Hey look we successfully sabotaged ACA in all these red states! Obamacare tyranny! Vote GOP.

Last edited by Cuban B; 05-24-2013 at 03:15 PM.
05-24-2013 , 03:39 PM
If Texans refuse to look at anything in Europe for positive examples, they'll have a pretty easy time doing the same with Cahhh-lee-fornia.
05-24-2013 , 10:29 PM
Sorry conservatives, reality strikes again

http://www.washingtonpost.com/blogs/...for-obamacare/
05-25-2013 , 08:34 AM
I have been pretty skeptical about any insurance pricing efficiencies via the exchanges, but the preliminary evidence does seems to be indicating that the gold/silver/bronze tiering of plans is really forcing the insurance companies to sharpen their pencils as they price their plans. Kinda what the technocrats said would be the case, what do you know.
05-25-2013 , 11:55 AM
http://www.nytimes.com/2013/05/25/us...f=general&_r=0

Quote:
Bee Moorhead, the executive director of Texas Impact, an interfaith group that favors the expansion of coverage, said: “A lot of people will come in, file applications and find they are not eligible for help because they are too poor. We’ll have to tell them, ‘If only you had a little more money, you could get insurance subsidies, but because you are so poor, you cannot get anything.’

“That’s an odd message, a very strange message. And if people are sick, they will be really upset.”

In Atlanta, Amanda Ptashkin, the director of outreach and advocacy at Georgians for a Healthy Future, a consumer group, said: “Hundreds of thousands of people with incomes below the poverty level would be eligible for Medicaid if the state decided to move forward with the expansion of Medicaid. As things now stand, they will not be eligible for anything. What do we do for them? What do we tell them?”

Jonathan E. Chapman, the executive director of the Louisiana Primary Care Association, which represents more than two dozen community health centers, described the situation in his state this way: “If the breadwinner in a family of four works full time at a job that pays $14 an hour and the family has no other income, he or she will be eligible for insurance subsidies. But if they make $10 an hour, they will not be eligible for anything.”

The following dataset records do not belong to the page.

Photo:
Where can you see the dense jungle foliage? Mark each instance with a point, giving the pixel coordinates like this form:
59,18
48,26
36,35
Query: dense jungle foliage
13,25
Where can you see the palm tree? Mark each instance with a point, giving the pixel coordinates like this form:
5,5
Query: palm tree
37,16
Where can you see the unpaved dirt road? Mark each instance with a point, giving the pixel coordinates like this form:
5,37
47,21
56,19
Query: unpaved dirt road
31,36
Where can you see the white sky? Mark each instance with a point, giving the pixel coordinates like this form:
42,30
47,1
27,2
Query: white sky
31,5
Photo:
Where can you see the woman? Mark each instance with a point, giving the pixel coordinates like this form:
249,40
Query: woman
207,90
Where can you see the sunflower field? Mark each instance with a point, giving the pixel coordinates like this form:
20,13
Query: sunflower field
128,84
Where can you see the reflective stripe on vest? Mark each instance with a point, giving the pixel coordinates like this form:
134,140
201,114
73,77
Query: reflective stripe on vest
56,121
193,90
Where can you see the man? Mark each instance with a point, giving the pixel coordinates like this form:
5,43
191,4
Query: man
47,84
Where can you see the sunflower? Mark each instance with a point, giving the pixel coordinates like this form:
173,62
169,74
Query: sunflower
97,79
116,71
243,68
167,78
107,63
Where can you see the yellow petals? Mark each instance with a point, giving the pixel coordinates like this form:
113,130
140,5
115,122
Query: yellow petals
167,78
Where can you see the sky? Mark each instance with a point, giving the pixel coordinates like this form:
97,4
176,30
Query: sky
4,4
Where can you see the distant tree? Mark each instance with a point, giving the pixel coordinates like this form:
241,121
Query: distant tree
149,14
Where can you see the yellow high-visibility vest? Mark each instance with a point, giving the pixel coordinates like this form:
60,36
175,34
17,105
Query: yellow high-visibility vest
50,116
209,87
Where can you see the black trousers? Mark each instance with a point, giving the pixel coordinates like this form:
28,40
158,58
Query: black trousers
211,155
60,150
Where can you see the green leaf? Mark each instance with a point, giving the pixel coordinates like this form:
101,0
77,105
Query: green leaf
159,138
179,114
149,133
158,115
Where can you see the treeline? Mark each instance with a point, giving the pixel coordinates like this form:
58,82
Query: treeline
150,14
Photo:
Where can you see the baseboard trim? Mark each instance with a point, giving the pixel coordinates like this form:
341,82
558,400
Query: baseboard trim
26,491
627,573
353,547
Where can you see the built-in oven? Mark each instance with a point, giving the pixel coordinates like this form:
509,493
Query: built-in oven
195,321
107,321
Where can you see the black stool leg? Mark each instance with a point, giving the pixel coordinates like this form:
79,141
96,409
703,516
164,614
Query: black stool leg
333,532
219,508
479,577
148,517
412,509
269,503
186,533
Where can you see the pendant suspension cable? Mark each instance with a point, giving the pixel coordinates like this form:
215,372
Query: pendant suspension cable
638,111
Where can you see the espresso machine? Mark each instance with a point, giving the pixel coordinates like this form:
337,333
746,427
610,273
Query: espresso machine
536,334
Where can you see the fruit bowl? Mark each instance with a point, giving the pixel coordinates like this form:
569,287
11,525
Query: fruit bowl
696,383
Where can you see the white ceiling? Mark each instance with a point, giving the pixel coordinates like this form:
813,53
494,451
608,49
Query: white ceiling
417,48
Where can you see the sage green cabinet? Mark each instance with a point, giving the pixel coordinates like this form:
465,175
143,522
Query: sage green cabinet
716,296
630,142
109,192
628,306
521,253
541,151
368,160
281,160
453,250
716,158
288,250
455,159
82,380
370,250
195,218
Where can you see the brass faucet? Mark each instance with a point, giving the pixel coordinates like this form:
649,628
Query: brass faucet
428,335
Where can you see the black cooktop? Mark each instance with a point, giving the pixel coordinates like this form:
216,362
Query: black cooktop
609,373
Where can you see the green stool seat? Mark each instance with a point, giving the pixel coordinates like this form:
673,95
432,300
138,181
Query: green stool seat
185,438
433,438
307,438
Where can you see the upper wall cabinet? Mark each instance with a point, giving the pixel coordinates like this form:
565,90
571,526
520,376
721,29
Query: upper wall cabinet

Bruce Lesley, the president of First Focus, a child advocacy group, said: “In states that do not expand Medicaid, some of the neediest people will not get coverage. But people who are just above the poverty line or in the middle class can get subsidized coverage. People will be denied assistance because they don’t make enough money. Trying to explain that will be a nightmare.”
Gonna be a cluster-****, that's for sure.
05-25-2013 , 04:06 PM
That seems pretty dumb no matter who you are.